Amid the daily hustle and bustle of a busy TTO, tracking and checking the accuracy of royalty payments is one activity that frequently is shunted aside or, at best, performed on an ad hoc basis. That’s a mistake, says Sidney P. Rattner, CPA, a partner in the Schaumburg, IL, office of the certified public accounting firm McGladrey & Pullen, LLP. Decades of auditing royalty streams associated with license agreements have taught Rattner that 70% to 80% of audits produce “not only a report for our client, but also a check.”

Michael F. Moore, manager of strategic accounts and compliance in the Office for Tech Commercialization at the University of Minnesota (UMinn), agrees that audit results usually work in favor of the licensor and are, at worst, cost-neutral.

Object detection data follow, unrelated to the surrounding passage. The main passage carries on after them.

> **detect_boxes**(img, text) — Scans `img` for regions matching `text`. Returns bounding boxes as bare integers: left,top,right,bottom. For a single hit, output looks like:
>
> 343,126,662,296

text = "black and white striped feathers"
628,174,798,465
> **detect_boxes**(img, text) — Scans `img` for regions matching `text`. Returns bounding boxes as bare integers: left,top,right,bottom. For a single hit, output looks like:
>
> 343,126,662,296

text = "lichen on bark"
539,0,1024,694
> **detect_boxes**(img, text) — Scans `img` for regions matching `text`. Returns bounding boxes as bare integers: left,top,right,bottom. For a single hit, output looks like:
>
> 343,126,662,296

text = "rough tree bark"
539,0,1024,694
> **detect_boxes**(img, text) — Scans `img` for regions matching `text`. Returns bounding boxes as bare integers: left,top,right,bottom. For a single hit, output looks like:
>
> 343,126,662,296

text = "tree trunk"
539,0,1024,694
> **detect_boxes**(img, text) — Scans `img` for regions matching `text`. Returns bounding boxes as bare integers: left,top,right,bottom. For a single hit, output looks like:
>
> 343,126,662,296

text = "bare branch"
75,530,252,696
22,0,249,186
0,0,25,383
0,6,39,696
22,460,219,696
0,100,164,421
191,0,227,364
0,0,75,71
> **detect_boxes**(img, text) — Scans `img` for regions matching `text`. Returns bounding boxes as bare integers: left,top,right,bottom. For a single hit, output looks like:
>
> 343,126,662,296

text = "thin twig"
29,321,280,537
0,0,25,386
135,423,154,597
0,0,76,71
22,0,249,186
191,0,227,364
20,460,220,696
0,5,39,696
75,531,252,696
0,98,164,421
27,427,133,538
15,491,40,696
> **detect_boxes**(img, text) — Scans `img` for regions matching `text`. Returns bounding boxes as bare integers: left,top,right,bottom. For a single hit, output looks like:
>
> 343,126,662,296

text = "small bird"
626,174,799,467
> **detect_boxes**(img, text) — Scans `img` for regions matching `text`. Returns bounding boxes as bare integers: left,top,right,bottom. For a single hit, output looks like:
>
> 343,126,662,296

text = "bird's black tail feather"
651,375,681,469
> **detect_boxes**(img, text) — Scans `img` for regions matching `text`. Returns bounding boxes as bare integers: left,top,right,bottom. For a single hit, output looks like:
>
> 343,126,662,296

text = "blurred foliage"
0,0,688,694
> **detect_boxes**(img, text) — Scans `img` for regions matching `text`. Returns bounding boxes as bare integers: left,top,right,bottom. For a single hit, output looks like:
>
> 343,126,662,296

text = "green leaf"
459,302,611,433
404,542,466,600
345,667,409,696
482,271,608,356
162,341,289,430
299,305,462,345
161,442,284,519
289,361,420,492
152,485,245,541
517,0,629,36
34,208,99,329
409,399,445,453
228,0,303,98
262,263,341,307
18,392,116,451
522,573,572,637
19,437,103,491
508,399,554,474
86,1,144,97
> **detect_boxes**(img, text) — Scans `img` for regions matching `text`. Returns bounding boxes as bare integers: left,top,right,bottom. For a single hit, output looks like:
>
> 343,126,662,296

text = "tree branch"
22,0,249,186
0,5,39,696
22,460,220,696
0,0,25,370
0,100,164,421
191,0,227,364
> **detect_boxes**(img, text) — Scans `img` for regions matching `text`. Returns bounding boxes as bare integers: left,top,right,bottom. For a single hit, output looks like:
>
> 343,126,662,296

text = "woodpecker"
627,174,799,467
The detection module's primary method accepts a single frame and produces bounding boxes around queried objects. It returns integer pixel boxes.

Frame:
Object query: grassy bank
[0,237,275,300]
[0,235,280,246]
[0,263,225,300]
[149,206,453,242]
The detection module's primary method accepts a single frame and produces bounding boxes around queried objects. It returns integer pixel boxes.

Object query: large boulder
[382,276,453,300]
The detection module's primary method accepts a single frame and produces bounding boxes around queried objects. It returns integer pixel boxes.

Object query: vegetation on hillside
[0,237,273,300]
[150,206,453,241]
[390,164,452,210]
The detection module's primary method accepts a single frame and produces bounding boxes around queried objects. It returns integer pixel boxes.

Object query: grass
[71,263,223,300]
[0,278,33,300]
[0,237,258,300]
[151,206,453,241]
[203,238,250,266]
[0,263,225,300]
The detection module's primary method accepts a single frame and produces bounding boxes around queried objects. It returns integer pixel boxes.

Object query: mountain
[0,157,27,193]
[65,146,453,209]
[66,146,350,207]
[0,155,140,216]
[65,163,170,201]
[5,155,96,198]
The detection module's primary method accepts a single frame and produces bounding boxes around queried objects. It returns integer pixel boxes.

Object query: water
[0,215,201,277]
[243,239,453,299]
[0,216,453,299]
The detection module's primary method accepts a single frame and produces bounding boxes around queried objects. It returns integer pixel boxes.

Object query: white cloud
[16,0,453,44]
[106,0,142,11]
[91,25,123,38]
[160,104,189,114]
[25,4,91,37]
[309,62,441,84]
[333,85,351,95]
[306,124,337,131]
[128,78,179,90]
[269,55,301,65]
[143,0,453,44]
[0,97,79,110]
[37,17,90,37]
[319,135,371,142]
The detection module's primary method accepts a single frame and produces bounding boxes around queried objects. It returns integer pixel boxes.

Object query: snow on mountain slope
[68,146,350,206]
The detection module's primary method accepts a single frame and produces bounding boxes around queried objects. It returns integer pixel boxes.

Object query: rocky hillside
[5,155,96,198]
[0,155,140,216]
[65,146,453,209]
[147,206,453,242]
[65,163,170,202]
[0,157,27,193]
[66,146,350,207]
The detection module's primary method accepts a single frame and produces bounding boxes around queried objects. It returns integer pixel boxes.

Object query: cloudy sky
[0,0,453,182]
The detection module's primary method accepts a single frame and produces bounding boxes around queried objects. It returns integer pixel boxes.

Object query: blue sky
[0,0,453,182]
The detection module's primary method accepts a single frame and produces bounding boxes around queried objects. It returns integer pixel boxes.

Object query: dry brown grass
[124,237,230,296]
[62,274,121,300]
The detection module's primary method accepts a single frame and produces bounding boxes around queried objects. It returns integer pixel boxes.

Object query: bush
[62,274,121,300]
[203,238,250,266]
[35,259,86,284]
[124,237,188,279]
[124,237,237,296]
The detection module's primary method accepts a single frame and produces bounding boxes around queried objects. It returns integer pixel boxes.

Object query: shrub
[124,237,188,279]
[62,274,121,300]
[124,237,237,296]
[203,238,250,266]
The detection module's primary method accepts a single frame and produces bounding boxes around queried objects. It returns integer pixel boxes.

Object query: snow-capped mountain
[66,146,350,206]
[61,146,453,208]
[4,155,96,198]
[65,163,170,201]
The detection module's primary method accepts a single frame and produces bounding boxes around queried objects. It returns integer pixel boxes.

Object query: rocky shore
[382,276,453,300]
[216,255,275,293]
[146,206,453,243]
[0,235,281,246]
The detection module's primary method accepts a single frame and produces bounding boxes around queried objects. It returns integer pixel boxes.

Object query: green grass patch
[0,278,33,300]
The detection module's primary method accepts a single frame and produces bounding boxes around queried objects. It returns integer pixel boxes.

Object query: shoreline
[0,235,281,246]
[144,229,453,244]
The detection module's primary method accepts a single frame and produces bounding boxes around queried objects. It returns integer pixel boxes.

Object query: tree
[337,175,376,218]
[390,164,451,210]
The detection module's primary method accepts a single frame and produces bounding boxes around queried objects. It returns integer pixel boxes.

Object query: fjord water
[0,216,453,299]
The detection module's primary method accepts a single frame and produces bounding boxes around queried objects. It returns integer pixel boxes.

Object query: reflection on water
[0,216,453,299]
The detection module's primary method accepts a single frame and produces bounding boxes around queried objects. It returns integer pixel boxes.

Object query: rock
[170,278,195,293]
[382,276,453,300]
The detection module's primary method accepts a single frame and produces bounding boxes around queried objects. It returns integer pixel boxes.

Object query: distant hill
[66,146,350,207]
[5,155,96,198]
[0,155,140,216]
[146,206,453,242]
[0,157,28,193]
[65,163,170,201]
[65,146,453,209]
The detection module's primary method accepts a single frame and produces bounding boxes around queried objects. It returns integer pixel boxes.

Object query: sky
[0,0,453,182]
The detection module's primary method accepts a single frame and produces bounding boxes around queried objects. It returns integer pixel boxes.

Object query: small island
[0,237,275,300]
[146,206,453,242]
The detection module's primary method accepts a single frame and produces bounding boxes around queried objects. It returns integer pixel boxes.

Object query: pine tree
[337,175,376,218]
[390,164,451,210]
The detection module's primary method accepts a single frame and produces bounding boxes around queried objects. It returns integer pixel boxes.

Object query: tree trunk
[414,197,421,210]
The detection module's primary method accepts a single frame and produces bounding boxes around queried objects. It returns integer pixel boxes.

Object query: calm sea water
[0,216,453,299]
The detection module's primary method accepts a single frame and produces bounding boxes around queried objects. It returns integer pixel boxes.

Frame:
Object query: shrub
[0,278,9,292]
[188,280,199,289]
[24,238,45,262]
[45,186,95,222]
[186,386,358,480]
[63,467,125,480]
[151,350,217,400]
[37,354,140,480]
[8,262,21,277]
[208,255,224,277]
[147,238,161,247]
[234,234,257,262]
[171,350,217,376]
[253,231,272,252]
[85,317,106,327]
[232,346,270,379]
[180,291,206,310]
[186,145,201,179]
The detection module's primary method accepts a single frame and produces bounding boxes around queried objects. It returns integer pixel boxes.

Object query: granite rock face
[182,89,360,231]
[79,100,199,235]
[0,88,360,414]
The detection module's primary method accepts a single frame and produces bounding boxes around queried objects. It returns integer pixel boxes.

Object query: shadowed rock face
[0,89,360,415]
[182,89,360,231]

“We do royalty audits, but we do them on a limited basis,” Moore says, adding that the audits typically focus on licensees with the largest royalty streams. “The difficulty for us is the cash outlay.” Some TTOs respond to the challenge of optimizing royalty audits with homegrown solutions. The Wisconsin Alumni Research Foundation (WARF) conducts royalty audits using customized checklists “derived from the specifics of the particular license and the type of technology,” explains Andrew Cohn, director of government and association relations. “We look for anomalies like wide variation in reported income for medium-size licensees, which might trigger an audit, but that has not happened for a while. For our most valuable licensees, we audit around every five to seven years.”

Checklist guides audit choices

To help make the best use of limited resources, Rattner, who oversees his firm’s royalty audit process, has developed a checklist TTOs can use as a “diagnostic tool” to determine whether and how often to audit license agreements. The simple scoring tool helps users to assess the “risk profile” of each license and identifies factors that signal an audit may be warranted.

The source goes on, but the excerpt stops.